Dr. Zwagerman joined MCW in 2017 after completing his residency and fellowship training at the University of Pittsburgh. He arrived at MCW as one of only a handful of surgeons who specialize in removing meningiomas and other brain tumors using a rare technique.
“Sometimes we do surgeries through the nose, or through a crease in the eye, or behind the ear,” he says, describing methods he has used to minimize the invasiveness of surgery.
Typically, removing tumors in the head is done through a craniotomy, or surgical incision into the skull. But those surgeries don’t attack the area that supplies the tumor with blood, leaving a greater chance that a tumor could return, Dr. Zwagerman explains. Smaller operations that attack those blood supplies have been shown to reduce hospital stays and improve patient outcomes after surgery, he adds.

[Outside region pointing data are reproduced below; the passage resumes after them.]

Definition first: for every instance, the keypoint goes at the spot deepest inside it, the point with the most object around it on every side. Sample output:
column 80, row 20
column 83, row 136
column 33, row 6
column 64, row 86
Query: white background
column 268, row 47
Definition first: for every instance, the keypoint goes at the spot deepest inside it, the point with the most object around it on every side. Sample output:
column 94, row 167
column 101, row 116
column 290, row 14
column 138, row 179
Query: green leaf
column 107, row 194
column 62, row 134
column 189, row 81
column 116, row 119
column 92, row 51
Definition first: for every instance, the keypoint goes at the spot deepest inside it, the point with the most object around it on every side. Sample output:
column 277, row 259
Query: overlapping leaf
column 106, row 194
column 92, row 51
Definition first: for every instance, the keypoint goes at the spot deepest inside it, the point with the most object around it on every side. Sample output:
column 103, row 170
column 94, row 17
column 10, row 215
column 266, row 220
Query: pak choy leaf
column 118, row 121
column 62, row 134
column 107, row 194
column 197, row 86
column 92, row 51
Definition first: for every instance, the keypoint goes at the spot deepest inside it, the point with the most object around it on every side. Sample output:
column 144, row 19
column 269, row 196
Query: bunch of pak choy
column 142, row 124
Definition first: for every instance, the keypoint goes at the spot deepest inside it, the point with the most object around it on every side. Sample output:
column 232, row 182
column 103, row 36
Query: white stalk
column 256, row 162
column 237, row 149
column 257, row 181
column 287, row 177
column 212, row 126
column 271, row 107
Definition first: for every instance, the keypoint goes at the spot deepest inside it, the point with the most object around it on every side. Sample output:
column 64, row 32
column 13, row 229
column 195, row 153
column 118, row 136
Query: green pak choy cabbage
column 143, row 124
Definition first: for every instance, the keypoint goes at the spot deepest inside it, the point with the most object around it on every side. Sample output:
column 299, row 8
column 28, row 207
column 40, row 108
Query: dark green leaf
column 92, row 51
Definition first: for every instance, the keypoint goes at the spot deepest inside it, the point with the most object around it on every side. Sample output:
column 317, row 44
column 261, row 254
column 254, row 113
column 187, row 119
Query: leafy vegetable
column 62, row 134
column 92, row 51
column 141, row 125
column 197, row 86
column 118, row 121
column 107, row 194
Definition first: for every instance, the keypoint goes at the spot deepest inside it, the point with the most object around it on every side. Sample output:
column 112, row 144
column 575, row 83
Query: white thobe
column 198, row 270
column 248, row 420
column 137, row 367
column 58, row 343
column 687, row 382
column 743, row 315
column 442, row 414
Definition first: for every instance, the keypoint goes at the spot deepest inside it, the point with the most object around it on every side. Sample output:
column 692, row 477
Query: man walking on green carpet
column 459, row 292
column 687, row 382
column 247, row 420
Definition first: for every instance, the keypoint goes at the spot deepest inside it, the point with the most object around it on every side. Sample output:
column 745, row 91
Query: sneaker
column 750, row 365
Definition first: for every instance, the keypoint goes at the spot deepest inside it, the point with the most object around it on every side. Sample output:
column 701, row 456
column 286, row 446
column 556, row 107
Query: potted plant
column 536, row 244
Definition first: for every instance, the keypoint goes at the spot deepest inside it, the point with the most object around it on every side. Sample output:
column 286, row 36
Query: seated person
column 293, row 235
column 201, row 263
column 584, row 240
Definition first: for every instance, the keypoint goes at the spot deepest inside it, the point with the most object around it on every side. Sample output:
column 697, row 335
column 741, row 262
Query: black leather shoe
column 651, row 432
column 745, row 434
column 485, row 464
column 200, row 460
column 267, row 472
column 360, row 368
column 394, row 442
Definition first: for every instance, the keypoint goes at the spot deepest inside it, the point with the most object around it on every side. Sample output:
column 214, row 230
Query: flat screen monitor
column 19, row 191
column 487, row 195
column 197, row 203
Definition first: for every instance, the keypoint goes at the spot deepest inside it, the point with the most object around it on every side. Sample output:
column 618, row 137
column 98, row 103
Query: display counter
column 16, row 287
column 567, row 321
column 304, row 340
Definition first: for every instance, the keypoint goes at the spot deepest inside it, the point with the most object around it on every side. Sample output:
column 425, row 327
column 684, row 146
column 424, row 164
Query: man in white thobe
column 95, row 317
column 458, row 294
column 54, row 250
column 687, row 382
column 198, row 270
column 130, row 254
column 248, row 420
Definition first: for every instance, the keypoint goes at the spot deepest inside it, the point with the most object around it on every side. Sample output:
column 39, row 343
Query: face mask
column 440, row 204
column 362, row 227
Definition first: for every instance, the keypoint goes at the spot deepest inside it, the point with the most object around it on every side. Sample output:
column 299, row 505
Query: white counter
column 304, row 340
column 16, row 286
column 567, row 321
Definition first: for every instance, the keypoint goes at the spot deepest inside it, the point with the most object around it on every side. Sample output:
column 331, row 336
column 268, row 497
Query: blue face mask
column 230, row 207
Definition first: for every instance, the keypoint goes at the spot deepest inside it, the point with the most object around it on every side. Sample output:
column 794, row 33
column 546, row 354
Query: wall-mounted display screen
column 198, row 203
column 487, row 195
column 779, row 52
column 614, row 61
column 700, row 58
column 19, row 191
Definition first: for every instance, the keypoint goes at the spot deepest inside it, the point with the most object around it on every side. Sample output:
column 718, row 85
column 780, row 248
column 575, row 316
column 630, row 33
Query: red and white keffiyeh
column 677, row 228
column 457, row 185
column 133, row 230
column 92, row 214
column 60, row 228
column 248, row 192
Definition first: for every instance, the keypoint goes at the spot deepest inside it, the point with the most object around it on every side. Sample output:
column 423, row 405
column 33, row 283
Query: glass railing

One of those patients is Margaret Rondeau, who had endonasal surgery to remove and cut off the blood supply of a meningioma, which had damaged her vision and was greatly impacting her quality of life.
“I feel that I have my full capacity back now,” says Rondeau, a pastoral associate.
Dr. Zwagerman describes the minimally invasive procedures as “keyhole” surgeries because even though you’re peering into a small hole, you can still see a larger area.
“Instead of doing a big, large opening in the skull, we make smaller openings and use things like cameras and microscopes into these smaller areas so we can see where the tumor is,” he explains.
Dr. Zwagerman employs these types of approaches in select patients, dependent on the tumor, its blood supply and how it’s impacting the nerves or brain itself. If a tumor is amenable to minimally invasive techniques, then he uses them. If not, then he finds an alternative form of treatment.
It’s a process that continues to evolve, as Dr. Zwagerman is currently part of several research projects. One involves anatomy and looks at patient outcomes after surgery. Getting a better understanding of the anatomy helps surgeons understand where you can and can’t go safely, he says.
Another project he is involved in is aimed at improving imaging technology. Better imaging, he explains, will allow for a greater ability to identify cranial nerves that are within tumors.
“When I can predict where the tumor is in relation to the nerves. it helps me protect those nerves better,” Dr. Zwagerman says.
Perhaps it’s the farm work ethic he was raised with that drives Dr. Zwagerman to work as hard as he does, but his objective is simply to help others.
“Ultimately my goal is to take care of patients and to make sure that they do well. That’s what I’m here for,” he says.